Four trials included patients with MS; one found no differences between the cholinesterase inhibitors (short-term) and placebo groups on the Wechsler Memory Scales general memory score (1 study, WMD 0.90, 95% CI -0.52 to 2.32, P = 0.22; low quality evidence). The three other trials found that, in the medium-term - cholinesterase inhibitors improved the clinician's impression of cognitive change (2 studies, OR 1.96, 95% CI 1.06 to 3.62, P = 0.03; high quality evidence). However, the treatment effect on other aspects of cognitive change were unclear, measured by the Selective Reminding Test (3 studies, WMD 1.47, 95% CI -0.39 to 3.32, P = 0.12; high quality evidence), patient's self-reported impression of memory change (2 studies, OR 1.67, 95% CI 0.93 to 3.00, P = 0.08; high quality evidence) and cognitive change (1 study, OR 0.95, 95% CI 0.45 to 1.98, P = 0.89; high quality evidence), clinician's impression of memory change (1 study, OR 1.50, 95% CI 0.59 to 3.84, P = 0.39; moderate quality evidence), other psychometric tests, and activities of daily living - patient reported impact of multiple sclerosis activities (1 study, WMD -1.18, 95% CI -3.02 to 0.66, P = 0.21; low quality evidence).

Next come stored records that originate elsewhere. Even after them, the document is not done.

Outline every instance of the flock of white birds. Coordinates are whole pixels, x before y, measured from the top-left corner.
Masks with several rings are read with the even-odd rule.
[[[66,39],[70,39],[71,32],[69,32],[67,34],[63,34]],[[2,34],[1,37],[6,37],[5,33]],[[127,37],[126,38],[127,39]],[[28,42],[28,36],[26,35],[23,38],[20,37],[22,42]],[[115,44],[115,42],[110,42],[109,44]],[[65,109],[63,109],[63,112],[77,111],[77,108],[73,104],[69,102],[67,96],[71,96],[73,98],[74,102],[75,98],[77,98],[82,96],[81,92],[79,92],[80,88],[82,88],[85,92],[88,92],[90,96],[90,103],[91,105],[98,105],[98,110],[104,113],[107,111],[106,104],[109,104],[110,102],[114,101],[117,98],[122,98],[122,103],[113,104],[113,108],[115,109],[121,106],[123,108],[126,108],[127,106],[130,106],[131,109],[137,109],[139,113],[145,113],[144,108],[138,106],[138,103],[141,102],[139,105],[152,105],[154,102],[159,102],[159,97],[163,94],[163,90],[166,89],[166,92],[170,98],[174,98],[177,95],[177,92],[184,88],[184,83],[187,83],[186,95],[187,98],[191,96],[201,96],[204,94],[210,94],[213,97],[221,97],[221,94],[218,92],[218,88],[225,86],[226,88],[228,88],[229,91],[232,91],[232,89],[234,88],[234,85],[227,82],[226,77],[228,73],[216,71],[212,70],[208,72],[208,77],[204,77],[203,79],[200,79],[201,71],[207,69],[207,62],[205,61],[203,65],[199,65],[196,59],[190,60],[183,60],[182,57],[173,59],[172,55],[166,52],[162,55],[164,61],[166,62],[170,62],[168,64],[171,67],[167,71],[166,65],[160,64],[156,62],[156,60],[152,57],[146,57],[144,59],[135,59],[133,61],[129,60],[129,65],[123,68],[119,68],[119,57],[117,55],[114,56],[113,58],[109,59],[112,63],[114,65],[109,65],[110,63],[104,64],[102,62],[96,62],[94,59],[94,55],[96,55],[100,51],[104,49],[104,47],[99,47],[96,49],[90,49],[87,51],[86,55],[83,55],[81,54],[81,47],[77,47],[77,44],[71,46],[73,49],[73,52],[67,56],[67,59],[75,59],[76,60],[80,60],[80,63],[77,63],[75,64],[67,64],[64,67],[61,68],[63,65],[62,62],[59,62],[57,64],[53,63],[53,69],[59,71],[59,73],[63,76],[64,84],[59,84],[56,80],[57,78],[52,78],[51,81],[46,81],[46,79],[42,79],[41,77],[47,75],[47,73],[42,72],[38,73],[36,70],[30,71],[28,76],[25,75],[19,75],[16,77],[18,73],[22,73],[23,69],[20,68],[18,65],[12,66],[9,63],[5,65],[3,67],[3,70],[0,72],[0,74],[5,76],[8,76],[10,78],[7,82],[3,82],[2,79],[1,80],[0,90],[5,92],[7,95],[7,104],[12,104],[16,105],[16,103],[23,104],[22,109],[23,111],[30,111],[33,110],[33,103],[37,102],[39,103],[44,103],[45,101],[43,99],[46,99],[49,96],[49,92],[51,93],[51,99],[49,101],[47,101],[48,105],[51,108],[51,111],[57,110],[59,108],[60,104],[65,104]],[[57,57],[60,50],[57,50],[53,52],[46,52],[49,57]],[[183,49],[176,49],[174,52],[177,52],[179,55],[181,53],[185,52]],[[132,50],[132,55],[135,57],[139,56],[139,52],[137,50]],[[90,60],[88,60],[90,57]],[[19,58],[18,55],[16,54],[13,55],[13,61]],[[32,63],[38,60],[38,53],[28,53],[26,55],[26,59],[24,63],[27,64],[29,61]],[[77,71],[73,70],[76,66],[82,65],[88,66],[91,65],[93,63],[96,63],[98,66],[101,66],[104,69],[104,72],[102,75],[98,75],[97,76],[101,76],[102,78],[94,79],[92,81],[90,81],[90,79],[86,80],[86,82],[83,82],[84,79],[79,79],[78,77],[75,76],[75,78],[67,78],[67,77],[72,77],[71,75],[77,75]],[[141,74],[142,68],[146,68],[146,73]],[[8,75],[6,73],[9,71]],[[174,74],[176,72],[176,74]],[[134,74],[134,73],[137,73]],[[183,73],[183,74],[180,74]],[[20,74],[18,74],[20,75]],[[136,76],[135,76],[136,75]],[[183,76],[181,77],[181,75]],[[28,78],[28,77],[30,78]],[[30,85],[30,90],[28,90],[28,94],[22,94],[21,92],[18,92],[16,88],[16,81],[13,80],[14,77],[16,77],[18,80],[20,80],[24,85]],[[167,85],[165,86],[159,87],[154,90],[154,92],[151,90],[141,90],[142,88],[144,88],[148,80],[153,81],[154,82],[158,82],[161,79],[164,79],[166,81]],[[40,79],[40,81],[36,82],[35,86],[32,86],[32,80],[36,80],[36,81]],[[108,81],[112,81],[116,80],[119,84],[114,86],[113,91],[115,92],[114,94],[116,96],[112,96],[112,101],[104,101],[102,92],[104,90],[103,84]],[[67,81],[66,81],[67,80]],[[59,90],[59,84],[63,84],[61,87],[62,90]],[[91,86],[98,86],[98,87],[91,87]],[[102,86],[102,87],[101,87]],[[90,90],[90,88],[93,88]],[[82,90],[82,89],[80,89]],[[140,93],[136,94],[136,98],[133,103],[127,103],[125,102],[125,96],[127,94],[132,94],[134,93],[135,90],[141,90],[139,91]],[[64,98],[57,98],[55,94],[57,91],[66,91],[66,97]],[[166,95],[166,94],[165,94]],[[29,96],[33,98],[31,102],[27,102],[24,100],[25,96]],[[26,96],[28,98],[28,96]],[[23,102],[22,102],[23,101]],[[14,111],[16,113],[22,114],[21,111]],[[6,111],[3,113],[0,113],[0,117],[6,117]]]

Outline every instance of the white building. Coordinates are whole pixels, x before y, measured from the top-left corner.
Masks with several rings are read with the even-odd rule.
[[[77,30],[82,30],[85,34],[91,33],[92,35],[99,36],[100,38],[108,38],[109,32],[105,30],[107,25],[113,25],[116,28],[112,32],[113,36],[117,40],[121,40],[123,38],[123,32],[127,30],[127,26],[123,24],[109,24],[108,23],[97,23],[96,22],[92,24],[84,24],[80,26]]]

One study on patients with CADASIL found a beneficial effect of cholinesterase inhibitors on the Executive interview, and Trail Making Test parts A and B. The impact of cholinesterase inhibitors on the Vascular ADAS-Cog score (1 study, WMD 0.04, 95% CI -1.57 to 1.65, P = 0.96; high quality evidence), the Clinical Dementia Rating Scale Sum of Boxes (1 study, WMD -0.09, 95% CI -0.48 to 0.03, P = 0.65; high quality evidence) Disability Assessment for Dementia scale (1 study, WMD 0.58, 95% CI -2.72 to 3.88, P = 0.73; moderate quality evidence), and other measures was unclear

One study included patients with FTD. This trial consisted of an open-label treatment period followed by a randomised, double-blind, placebo-controlled phase. No data of primary outcomes were reported in this study.

In the included studies, the most common side effect was gastrointestinal symptoms. For all conditions, compared to the treatment group, the placebo group experienced significantly less nausea (6 studies, 44/257 vs. 22/246, OR 2.10, 95% CI 1.22 to 3.62, P = 0.007; high quality evidence), diarrhoea (6 studies, 40/257 vs. 13/246, OR 3.26, 95% CI 1.72 to 6.19, P = 0.0003; moderate quality evidence) and vomiting (3 studies, 17/192 vs. 3/182, OR 5.76, 95% CI 1.67 to 19.87, P = 0.006; moderate quality evidence).